I’ve been working a lot of hours at my new job…it’s been interesting. For me it is an entirely new nursing venue, nothing like what I’ve ever done before. My best friend wanted me to try it. I’m working at an in-patient locked psychiatric unit for kids ages 5-17. I’ve never done psychiatric OR pediatric nursing. This job will let me choose my hours, as I will hopefully be in two graduate programs simultaneously and often attend various conferences. I need the flexibility. They’ve told me they like and appreciate me there, but realize they are just a “pit stop” in my career, as they know my career goal is to work in oncology.
What intrigued me to work in psychiatric nursing was how much I know of how a cancer diagnosis disrupts our mind, our thinking, and our emotions. For me recovering from the extensive surgery (MOAS, Mother Of All Surgeries) and chemo was a breeze compared to living with the fear of recurrence, the sense of uncertainty, the anxiety, the depression sometimes.
Most of the kids I now take care of have had horrible lives. They grew up in homes where there was alcohol and drug abuse, very many have been sexually abused; they have been traumatized from a very young age. Most have also been physically and emotionally abused. Many suffer from PTSD (post-traumatic stress disorder) related to incidences in their lives. One teen I take care of was sold to child molesters at a young age for drug money for her parents. One lived with her grandmother because she had been removed from the home of her drug abusing mother, but was allowed to visit her mother. One of her mother’s friends raped her at age 7 when she was visiting.
All of the stories are sad. Many of the kids will never recover…if they make progress at our facility many will be discharged back to the dysfunctional homes they came from. Some go on to live their remaining lives in state psychiatric hospitals. They have been forever changed. It’s heartbreaking.
But it makes me think of how traumatic events in our lives forever changes how we think, how we feel, how we live and process information, even as adults. Many of my kids mistrust the future, as do we after a cancer diagnosis. Many kids suffer PTSD as a result of trauma in their lives…it is now being recognized that cancer patients do as well. Many have had their lives threatened, we have too. At least we have the benefit of having grown up in a hopefully healthy environment before diagnosis, so we have some resources we’ve developed over our lives to help us come to workable solutions. We are also for the most part adults and independent so can pursue resources to help ourselves, like counseling and antidepressants if we feel we need to.

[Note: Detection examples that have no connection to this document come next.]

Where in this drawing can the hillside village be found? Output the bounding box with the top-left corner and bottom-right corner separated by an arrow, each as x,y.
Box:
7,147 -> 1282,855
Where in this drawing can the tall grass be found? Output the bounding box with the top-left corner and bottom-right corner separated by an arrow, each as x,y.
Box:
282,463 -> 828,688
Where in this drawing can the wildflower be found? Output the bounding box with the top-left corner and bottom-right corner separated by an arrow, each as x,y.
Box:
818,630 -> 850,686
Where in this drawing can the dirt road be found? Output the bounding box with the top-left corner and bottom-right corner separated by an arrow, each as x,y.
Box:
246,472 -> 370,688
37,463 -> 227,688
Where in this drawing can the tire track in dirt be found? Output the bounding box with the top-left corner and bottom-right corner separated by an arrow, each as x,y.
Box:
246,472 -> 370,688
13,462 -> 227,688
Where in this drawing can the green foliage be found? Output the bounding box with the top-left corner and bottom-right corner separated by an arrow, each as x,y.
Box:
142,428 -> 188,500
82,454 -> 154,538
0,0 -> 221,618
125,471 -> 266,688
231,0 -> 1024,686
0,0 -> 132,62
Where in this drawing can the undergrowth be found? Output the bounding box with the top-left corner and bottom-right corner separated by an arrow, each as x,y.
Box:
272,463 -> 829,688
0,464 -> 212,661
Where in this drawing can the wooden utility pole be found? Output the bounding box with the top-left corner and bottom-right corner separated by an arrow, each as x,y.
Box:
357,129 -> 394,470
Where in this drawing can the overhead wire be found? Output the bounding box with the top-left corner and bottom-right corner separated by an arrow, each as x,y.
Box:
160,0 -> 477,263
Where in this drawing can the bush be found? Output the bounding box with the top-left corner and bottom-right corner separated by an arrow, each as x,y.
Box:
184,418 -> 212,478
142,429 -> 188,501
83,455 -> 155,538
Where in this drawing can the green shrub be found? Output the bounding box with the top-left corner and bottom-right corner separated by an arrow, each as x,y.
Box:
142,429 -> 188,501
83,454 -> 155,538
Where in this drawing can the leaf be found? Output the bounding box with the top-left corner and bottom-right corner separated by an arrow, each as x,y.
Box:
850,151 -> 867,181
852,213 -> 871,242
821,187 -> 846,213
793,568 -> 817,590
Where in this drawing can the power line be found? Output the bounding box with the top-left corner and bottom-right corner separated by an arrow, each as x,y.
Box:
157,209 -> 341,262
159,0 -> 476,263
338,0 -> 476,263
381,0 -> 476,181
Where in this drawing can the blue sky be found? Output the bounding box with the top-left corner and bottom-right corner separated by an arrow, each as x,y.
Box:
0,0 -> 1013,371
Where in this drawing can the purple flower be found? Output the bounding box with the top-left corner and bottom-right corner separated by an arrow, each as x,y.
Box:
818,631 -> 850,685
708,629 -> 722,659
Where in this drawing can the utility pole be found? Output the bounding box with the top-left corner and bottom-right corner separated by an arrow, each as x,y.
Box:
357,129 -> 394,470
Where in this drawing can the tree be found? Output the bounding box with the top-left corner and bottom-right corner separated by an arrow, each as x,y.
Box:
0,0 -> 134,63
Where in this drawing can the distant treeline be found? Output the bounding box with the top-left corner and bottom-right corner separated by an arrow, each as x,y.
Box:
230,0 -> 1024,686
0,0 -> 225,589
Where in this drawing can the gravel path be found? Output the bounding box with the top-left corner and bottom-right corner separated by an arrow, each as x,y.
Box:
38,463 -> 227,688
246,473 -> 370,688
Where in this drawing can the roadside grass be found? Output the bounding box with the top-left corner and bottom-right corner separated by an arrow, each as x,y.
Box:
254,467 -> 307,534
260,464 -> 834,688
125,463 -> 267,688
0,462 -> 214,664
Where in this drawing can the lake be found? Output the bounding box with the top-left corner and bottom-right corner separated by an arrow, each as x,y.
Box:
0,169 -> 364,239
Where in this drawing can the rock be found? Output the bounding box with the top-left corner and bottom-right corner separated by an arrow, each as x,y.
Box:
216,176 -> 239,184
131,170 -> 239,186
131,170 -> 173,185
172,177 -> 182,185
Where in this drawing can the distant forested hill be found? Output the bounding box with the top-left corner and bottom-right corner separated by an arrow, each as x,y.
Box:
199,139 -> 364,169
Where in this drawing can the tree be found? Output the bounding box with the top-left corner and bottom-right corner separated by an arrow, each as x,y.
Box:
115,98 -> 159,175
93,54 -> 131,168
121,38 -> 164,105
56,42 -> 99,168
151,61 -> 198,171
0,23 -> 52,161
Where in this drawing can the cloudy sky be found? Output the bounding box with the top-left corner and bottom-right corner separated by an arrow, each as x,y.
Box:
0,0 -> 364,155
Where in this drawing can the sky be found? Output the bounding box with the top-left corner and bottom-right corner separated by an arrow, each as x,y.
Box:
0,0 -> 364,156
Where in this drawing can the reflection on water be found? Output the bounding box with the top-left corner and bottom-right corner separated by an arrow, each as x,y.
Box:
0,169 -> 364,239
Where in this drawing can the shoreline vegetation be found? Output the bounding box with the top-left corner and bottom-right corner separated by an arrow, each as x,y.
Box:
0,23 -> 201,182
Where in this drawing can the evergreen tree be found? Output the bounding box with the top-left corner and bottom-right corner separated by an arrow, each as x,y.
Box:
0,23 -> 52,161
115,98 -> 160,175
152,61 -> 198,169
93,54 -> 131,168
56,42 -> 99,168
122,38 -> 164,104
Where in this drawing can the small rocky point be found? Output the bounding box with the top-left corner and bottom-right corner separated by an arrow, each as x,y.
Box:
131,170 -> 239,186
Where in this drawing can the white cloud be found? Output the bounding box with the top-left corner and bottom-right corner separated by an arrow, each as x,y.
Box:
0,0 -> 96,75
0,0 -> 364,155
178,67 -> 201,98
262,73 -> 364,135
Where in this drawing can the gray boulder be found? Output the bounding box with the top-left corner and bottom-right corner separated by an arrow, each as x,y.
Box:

But in the end, it’s made me so aware of how negative experiences affect us all in so many ways. We can still pull some positive things out of our cancer experience (though I continue to feel cancer is not a “gift”). My hope is that some of these kids can recover and make positive use out of their experiences…maybe one day help other abused kids as they will understand. Just like those of us who have been through the cancer experience support and understand each other. We need someone else who’s “been there and done that”.